Akhirnya, saya pun diloloskan petugas imigrasi dan kembali lagi ke Malaysia dengan utuh. Kalau ingat cerita ini, terkadang heran juga, "gilaaak, dulu pernah juga ya sendirian kelayapan di antara dua negara sampe ditahan di imigrasi."

Dan cerita ini adalah salah satu cerita penyemangat saya di kala rasa kurang percaya diri sedang melanda atau pun sedang terjungkal di kehidupan. Sebuah cerita gila bahwa seorang "Anggita" juga ternyata pernah menjadi sosok tangguh di luar dugaan dan akal sehat. Bukan bermaksud sombong pernah melakukan perjalanan sendiri ke negara lain, tapi semacam muhasabah diri bahwa perjalanan bukan cuma soal pamer foto tetapi lebih dari itu. Perjalanan adalah tempat untuk belajar arti tangguh dari semua rintangan di saat melakukan perjalanan.

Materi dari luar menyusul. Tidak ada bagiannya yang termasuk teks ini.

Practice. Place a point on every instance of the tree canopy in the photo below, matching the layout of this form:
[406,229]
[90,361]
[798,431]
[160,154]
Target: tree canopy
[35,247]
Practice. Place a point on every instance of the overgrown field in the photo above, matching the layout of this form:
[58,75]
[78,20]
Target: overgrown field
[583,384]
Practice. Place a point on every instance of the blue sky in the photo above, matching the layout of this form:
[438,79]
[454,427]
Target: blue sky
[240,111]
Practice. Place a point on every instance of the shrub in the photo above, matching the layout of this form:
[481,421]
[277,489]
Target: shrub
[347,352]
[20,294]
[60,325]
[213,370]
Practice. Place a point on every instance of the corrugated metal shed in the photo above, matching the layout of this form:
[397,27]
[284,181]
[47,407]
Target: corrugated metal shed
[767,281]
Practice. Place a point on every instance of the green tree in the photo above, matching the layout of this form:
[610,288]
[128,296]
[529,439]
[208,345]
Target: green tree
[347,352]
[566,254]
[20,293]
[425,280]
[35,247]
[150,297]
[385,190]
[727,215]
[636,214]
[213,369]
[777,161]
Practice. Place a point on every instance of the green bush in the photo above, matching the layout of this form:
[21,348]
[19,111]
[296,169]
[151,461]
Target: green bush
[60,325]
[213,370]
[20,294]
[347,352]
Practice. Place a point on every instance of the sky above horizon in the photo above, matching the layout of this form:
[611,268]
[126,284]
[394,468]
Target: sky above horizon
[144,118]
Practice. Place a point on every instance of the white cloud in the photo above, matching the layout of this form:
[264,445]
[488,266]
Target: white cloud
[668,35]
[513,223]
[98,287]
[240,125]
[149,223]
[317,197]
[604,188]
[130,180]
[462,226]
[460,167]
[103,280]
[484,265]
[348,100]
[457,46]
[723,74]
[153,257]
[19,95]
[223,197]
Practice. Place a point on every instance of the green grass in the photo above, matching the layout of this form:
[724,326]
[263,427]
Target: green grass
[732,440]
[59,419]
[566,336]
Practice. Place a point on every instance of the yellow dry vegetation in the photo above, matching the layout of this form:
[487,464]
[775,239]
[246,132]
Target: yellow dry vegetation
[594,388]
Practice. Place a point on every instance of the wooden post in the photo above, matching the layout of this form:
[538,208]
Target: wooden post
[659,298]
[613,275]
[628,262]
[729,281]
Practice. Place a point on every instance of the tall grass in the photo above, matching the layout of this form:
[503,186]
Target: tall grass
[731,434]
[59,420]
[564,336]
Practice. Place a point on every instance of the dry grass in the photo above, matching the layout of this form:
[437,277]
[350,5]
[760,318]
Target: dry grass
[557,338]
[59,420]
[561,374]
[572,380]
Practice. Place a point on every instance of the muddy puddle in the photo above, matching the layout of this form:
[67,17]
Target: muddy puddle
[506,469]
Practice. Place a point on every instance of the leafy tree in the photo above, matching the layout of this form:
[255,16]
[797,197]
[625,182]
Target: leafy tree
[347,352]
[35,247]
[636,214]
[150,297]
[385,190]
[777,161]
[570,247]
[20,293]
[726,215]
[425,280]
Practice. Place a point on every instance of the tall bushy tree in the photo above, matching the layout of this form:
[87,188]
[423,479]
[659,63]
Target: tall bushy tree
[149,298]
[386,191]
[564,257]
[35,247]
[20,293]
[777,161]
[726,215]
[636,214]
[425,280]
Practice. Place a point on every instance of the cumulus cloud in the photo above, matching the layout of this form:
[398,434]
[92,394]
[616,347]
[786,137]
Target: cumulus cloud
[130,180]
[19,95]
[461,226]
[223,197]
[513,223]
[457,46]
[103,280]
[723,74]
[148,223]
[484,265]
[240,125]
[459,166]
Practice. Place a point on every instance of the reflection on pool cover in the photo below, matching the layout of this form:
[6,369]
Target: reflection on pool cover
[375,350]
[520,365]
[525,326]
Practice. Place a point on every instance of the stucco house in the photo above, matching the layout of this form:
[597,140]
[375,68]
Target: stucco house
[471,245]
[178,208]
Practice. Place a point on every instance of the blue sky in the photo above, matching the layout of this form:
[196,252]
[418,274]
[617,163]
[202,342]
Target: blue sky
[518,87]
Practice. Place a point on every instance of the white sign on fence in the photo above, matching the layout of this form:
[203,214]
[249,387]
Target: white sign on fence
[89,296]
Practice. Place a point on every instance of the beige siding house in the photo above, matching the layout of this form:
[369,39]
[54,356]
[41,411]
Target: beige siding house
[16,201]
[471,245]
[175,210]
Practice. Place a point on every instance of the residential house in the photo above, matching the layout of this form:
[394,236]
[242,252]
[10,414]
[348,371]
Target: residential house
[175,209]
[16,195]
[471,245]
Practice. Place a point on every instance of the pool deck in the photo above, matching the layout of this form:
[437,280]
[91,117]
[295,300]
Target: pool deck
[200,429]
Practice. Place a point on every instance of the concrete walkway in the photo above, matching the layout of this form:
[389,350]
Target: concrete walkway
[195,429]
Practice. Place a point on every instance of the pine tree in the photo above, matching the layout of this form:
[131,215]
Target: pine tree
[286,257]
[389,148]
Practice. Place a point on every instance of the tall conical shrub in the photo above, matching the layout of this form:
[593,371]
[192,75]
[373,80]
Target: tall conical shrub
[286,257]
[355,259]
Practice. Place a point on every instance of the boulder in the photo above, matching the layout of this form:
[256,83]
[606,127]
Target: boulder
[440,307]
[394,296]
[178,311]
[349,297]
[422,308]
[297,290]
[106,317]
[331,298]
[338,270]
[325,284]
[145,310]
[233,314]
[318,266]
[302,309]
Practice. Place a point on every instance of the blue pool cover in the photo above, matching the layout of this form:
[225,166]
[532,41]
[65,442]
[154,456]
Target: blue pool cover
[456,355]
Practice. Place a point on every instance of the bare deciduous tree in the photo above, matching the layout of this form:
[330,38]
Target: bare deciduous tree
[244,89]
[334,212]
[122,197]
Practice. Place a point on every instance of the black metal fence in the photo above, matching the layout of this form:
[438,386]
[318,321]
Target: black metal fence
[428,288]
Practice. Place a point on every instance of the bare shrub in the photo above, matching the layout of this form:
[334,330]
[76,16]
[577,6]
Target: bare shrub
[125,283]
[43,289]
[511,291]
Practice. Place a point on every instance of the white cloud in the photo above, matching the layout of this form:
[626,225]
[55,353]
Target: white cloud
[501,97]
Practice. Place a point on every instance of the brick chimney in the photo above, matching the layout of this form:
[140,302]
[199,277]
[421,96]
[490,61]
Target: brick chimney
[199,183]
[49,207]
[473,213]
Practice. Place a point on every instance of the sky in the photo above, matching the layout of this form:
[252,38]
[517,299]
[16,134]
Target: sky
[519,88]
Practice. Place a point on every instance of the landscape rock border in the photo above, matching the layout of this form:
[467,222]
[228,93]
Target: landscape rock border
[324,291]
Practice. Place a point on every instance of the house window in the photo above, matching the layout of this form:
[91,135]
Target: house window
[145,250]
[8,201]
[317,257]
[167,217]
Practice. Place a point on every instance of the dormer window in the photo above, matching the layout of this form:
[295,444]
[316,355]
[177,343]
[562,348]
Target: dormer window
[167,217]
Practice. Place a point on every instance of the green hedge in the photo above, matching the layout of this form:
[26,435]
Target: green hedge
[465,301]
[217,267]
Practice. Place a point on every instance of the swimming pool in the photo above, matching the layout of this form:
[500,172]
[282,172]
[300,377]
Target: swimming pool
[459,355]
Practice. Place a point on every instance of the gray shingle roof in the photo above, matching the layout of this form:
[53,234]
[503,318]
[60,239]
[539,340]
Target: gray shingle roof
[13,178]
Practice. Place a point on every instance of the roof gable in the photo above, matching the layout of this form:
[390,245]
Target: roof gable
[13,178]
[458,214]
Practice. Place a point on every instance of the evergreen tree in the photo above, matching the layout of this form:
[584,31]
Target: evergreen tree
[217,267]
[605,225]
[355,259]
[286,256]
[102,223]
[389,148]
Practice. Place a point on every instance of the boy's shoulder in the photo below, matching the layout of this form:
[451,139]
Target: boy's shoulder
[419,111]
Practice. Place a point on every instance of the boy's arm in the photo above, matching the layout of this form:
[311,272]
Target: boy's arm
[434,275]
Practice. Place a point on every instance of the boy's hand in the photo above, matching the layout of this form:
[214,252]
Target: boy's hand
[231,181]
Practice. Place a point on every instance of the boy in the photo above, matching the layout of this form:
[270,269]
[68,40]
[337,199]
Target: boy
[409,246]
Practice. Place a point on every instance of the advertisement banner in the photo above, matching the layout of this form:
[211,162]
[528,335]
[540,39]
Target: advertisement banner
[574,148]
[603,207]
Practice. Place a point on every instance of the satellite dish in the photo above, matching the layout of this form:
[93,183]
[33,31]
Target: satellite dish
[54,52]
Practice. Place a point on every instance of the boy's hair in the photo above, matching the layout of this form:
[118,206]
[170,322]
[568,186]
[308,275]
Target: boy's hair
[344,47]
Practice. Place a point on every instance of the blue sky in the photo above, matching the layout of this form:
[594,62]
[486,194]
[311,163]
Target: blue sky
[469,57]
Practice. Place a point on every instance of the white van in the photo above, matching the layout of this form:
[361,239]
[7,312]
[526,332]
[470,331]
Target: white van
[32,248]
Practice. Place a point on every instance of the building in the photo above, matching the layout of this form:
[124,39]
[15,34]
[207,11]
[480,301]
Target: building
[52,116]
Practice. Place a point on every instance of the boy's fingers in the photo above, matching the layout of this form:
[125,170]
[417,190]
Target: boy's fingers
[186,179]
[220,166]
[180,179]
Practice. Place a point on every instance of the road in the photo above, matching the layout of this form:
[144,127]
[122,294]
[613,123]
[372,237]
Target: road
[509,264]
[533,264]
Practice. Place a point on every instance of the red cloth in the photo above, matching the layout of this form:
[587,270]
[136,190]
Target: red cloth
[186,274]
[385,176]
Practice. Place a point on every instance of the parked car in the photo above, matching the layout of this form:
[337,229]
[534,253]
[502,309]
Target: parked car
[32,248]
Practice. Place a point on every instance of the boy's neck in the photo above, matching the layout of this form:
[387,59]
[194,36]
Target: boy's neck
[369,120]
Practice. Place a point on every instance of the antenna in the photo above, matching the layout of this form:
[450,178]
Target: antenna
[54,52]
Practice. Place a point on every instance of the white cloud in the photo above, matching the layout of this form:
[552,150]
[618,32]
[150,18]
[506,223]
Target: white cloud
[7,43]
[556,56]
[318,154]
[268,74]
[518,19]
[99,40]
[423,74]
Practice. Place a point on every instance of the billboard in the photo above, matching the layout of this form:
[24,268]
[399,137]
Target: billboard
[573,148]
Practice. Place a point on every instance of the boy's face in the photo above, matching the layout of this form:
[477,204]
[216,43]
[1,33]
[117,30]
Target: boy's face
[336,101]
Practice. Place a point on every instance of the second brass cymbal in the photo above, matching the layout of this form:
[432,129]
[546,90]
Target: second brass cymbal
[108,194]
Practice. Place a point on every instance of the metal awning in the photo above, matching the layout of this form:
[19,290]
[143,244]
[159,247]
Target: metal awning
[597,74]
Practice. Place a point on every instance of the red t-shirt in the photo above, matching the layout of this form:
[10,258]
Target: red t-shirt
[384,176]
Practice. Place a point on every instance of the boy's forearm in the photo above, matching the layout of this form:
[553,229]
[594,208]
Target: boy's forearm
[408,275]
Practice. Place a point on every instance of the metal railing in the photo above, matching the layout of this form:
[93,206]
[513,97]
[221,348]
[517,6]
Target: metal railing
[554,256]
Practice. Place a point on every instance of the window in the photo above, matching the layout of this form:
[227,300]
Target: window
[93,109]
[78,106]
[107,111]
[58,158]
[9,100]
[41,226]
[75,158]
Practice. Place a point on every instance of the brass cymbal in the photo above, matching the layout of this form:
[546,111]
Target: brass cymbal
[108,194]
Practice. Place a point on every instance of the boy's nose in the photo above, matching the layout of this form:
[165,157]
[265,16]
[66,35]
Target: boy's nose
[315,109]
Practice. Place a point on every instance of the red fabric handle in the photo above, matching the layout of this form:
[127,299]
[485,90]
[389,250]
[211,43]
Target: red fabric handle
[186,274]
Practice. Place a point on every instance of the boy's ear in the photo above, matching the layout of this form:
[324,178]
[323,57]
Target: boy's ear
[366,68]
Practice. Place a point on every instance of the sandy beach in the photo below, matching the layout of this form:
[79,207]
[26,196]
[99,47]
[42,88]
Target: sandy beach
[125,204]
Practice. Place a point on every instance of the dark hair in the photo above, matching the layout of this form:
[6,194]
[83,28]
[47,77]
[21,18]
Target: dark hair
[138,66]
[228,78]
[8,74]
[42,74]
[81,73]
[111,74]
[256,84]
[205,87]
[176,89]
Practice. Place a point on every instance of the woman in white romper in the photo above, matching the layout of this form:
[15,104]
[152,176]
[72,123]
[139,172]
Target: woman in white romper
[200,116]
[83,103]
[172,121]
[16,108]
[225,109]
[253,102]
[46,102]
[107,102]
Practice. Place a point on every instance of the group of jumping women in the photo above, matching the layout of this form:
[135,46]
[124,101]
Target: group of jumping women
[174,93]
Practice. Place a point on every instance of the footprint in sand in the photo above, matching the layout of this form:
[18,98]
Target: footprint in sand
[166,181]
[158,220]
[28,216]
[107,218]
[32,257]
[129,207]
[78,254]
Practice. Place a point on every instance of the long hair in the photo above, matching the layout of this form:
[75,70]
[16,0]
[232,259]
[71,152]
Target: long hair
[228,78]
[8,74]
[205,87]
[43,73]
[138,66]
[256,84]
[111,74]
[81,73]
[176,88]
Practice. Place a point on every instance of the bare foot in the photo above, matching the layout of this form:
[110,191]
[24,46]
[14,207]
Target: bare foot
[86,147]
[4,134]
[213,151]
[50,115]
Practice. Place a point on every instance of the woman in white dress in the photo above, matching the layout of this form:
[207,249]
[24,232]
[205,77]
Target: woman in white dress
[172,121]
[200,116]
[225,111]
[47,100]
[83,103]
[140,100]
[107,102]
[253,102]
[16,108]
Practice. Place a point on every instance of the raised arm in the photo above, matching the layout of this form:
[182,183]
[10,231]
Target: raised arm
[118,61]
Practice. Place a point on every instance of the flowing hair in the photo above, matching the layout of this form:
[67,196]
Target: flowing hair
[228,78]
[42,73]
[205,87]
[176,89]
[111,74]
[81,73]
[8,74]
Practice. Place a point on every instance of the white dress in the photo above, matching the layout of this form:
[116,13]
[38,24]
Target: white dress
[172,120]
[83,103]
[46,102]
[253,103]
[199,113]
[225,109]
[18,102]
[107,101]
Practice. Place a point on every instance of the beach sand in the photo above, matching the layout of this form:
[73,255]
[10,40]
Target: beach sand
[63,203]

Jadi, mulailah melakukan perjalanan untuk semakin menggali kekuatan sebenarnya dari dirimu sendiri. Jangan takut tersesat. Terkadang kamu harus tersesat dulu untuk menemukan jalan yang sesungguhnya.


Love,


Anggi



6 komentar

6 komentar

Terimakasih sudah membaca sampai akhir :)
Mohon tidak meninggalkan link hidup di komentar.

Love,
Anggi
  • Endah Kurnia Wirawati
    Endah Kurnia Wirawati
    20 April 2018 pukul 14.55
    duhh serunya jalan2 3 negara dengan kapal.
    dengar2 sih memang imigrasi batam dan johor baru via darat lebih ketat dibandingkan yang lainnya ya?!
    tapi seru lah pengalamannya
    Reply
  • Dinilint
    Dinilint
    17 April 2018 pukul 22.32
    Halo mbak, salam kenal.
    Seru ya jalan-jalan di Batam. Itu jembatan kok bisa sepi begituuuu.
    • Dinilint
      ANGGITA RAMANI
      18 April 2018 pukul 05.41
      Haloo, salam kenal juga :D
      Itu kalo ngga salah inget pas hari jumat. Aslinya rame sih, cuma pas momen sepi aja jepret fotonya hihi
    Reply
  • Backpacker Miskin
    Backpacker Miskin
    17 April 2018 pukul 13.01
    Nagoya ? Pengejaan nya kaya kalimat jepang ya mba.

    Foto yg jembatan ,byuuuuurrrr kerrreeen
    • Backpacker Miskin
      ANGGITA RAMANI
      18 April 2018 pukul 05.40
      Iya Nagoya Hill, entah kenapa namanya gitu hehe. Bener banget nih bang, pas liat lautnya pengen nyebur aja gitu.